Эди сама не подозревала, как совпадают ее вопросы с самыми сокровенными, еще не оформившимися, мыслями Дунбея.

— Я с тобой.

— О, Джонни! Я так и чувствовала, — голос Эди дрогнул.

— Я немедленно должен разыскать Киссовена или Соколова. Евразии грозит серьезнейшая опасность. Завтра теллит будет за пределами страны. Меры нужно принять сегодня же…

Дунбей бросился вон из комнаты.

Ни Киссовена, ни Соколова в управлении не оказалось.

В шахтах, около мартеновских печей, в лаборатории, на кертикитовом заводе работа шла безостановочно днем и ночью.

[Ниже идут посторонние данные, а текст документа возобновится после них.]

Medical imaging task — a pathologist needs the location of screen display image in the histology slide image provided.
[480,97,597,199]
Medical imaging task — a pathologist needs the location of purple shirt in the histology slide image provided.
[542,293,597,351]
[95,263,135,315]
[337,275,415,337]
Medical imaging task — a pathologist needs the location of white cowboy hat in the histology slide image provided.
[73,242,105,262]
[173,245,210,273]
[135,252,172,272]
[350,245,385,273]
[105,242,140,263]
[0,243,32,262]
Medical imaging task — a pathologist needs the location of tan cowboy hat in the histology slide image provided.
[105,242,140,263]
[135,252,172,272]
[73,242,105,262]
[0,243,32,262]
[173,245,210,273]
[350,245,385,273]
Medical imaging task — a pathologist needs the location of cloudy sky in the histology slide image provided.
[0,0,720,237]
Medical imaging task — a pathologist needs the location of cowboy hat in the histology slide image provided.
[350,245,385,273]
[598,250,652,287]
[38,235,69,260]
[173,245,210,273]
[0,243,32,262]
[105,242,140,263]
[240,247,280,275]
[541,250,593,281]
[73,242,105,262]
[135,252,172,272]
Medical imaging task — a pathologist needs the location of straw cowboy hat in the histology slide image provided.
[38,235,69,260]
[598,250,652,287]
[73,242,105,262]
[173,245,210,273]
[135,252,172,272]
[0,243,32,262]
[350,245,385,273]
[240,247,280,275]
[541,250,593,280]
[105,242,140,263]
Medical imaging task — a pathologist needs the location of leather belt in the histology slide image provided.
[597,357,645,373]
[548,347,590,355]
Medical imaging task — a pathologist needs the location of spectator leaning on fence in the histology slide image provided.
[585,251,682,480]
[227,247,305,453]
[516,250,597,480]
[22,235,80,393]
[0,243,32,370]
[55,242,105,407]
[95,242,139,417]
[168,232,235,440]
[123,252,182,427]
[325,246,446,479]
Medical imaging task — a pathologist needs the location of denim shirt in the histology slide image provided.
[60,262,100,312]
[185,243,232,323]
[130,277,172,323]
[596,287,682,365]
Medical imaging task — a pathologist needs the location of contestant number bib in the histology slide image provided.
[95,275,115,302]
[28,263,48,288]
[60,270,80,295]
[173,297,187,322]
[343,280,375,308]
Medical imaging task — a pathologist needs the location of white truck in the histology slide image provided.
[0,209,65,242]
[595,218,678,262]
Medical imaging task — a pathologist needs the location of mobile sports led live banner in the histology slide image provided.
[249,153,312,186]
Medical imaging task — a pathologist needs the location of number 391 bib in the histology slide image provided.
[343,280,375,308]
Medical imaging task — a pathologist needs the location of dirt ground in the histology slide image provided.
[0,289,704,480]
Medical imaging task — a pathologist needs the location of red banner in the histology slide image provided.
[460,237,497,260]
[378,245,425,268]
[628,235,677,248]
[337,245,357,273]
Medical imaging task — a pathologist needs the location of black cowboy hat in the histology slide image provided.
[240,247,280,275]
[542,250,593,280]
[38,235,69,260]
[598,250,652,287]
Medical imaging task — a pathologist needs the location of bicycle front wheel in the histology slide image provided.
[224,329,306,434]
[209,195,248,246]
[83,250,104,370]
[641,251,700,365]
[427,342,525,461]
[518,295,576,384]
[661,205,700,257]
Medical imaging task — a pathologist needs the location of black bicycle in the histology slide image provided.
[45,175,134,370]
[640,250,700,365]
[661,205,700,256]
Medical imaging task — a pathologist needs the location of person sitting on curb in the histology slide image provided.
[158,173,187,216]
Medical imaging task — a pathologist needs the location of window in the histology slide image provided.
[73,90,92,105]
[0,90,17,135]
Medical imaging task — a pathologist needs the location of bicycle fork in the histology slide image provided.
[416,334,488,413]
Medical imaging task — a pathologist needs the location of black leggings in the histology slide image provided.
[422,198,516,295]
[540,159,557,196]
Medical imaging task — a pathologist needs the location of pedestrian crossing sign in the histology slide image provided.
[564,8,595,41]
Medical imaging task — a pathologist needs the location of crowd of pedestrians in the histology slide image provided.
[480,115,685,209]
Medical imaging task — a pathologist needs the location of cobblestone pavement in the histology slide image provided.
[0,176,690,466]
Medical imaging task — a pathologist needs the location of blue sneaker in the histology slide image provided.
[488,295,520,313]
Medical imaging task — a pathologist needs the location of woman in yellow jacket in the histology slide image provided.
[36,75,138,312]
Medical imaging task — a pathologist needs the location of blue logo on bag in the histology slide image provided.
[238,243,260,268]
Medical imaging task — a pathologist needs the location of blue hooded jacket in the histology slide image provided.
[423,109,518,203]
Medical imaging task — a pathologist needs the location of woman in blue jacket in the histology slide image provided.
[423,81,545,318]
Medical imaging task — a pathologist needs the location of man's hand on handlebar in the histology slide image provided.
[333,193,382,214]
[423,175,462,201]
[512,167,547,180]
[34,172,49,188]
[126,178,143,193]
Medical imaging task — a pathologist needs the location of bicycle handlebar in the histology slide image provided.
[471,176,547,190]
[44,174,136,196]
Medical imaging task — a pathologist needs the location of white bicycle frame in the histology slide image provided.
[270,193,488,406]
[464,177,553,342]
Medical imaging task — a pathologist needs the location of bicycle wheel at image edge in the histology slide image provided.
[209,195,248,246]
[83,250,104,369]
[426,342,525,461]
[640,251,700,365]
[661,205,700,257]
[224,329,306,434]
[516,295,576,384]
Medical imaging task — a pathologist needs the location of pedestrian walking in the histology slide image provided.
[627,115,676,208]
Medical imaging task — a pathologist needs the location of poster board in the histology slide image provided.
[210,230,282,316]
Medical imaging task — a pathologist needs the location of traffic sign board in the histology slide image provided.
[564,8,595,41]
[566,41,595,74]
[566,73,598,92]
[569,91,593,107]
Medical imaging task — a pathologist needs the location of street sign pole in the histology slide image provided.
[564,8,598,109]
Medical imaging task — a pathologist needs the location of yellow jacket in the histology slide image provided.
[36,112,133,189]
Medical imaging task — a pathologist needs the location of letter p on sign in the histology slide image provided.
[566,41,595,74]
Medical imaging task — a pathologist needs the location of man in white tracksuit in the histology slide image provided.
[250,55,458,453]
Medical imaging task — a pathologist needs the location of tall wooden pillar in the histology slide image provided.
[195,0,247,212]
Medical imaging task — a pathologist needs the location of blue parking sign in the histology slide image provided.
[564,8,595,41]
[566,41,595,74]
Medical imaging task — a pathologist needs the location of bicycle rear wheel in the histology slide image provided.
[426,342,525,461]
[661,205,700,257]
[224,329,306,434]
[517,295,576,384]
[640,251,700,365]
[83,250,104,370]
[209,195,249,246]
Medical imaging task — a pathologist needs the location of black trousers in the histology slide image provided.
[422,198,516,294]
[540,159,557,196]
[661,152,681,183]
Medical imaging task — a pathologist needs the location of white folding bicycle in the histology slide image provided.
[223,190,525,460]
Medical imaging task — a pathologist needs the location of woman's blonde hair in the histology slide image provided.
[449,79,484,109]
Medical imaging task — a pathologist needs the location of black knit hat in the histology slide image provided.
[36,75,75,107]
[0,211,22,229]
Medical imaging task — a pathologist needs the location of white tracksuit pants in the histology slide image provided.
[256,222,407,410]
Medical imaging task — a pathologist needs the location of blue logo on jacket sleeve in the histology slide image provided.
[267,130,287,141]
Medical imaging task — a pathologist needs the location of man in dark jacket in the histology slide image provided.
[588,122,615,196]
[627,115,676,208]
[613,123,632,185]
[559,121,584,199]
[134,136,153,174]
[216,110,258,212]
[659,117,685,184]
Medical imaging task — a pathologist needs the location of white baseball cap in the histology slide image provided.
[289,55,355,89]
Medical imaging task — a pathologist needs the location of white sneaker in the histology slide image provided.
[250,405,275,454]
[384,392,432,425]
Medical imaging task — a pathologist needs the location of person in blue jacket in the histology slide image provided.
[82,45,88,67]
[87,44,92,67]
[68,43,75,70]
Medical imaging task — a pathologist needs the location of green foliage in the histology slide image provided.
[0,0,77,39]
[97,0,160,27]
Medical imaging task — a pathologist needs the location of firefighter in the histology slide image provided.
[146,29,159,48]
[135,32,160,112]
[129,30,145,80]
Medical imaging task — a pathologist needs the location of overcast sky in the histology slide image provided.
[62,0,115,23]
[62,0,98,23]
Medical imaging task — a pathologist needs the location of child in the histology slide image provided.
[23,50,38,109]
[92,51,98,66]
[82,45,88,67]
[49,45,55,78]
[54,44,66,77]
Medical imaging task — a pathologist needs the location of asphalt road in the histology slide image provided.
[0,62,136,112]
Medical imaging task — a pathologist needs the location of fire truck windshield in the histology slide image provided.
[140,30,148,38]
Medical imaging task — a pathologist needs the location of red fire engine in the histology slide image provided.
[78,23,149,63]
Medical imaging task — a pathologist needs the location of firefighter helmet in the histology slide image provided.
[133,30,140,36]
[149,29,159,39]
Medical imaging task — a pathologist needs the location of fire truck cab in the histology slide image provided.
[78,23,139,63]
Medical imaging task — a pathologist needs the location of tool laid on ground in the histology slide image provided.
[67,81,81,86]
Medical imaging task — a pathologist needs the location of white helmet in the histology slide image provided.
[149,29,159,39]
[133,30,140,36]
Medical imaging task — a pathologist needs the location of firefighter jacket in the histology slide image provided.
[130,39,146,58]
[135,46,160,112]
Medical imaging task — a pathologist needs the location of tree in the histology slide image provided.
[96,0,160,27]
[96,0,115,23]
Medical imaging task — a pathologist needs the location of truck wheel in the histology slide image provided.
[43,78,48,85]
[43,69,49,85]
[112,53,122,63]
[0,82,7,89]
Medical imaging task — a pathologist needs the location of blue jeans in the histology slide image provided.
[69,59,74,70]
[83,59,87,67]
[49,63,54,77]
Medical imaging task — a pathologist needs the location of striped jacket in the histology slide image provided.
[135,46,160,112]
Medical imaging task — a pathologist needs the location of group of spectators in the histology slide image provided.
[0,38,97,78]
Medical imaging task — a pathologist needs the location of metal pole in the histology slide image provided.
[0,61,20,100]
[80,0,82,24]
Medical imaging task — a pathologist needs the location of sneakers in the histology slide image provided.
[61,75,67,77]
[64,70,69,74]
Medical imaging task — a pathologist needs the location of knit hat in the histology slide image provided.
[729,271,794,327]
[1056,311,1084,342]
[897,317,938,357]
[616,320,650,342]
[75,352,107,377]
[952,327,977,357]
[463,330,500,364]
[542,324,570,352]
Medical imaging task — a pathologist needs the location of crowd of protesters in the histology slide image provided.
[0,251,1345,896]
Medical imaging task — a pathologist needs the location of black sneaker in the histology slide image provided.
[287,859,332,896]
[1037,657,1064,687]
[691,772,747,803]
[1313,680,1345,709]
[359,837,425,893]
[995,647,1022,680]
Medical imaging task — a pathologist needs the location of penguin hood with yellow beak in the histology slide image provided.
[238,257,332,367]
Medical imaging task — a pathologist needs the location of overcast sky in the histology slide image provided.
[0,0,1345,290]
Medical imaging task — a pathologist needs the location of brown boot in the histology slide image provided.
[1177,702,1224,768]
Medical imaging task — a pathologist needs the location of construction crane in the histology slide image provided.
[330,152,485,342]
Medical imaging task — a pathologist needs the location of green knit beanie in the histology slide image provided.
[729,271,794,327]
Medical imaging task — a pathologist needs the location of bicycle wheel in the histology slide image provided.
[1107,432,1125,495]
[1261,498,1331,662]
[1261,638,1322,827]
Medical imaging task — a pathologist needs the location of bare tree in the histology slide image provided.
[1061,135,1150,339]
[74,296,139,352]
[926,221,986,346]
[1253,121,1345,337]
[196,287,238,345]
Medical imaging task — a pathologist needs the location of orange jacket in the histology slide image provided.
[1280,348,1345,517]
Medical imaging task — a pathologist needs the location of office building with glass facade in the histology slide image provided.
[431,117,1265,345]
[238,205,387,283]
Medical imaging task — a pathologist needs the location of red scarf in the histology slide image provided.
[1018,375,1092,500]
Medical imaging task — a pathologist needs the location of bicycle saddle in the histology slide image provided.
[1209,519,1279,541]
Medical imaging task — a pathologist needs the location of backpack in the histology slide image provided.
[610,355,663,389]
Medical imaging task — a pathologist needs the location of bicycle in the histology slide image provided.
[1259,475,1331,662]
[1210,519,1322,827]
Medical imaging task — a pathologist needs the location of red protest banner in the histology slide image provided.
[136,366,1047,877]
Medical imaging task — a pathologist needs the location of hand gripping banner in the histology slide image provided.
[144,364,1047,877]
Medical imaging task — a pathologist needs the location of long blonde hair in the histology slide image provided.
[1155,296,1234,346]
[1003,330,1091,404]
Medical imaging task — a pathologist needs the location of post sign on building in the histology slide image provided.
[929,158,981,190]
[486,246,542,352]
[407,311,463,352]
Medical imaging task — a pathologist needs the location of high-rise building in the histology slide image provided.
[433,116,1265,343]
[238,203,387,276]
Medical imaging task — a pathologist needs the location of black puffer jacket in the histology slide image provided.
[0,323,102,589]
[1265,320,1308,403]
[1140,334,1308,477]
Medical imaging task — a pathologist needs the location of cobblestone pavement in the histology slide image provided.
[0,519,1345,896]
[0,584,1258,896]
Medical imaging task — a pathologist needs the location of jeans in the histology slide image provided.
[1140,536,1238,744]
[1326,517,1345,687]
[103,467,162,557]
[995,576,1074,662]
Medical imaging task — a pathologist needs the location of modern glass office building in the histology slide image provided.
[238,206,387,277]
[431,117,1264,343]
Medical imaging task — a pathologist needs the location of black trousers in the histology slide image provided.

Дунбей направился в лабораторию. Все его поиски были безрезультатны.

Киссовен и Соколов, по-видимому, ночью выехали в Москву. Это было вполне возможно. Впрочем, ни в конторе управления, ни на квартирах никто не знал, выехали ли они из Адагаде, Клава также об этом ничего не знала.

Дунбей решил продолжать свои поиски.

Около пяти часов утра он вошел в помещение электростанции концессии. В последнее время, в связи с установкой нового двигателя, Соколов и Киссовен почти ежедневно бывали на электростанции.

«Если они не уехали, то я их здесь найду», — решил Дунбей.

Через десять минут (по записи амбулатории, в пять часов двенадцать минут) на электростанцию была вызвана авиетка скорой медицинской помощи.

Немедленно явившийся врач увидел в машинном зале мрачную картину. На полу, около передаточного вала, в луже крови лежал человек, по всем признакам, не принадлежащий к штату электростанции.

Это был Дунбей.

Сделался ли он жертвой преступления или несчастного случая, выяснить не удалось.

Ни рабочие, подавшие первую помощь потерпевшему, ни инженер Кингуэлл, подошедший одновременно с рабочими, не знали, при каких условиях произошла катастрофа.

Начатое энергичное расследование, в котором, между прочим, принимал участие и профессор Мак-Кертик, не дало никаких результатов.

Дунбей, как видно было из характера многочисленных ран, по-видимому, был захвачен передаточным валом и подброшен к маховику, который завершил жестокое дело.

Врач установил перелом обеих ног, сложный открытый перелом правой руки и тяжелую форму сотрясения мозга. Жизнь Дунбея была в большой опасности.

Эди узнала о несчастье лишь утром, спустя четыре часа. Она бросила занятия в конторе и немедленно перебралась в больницу.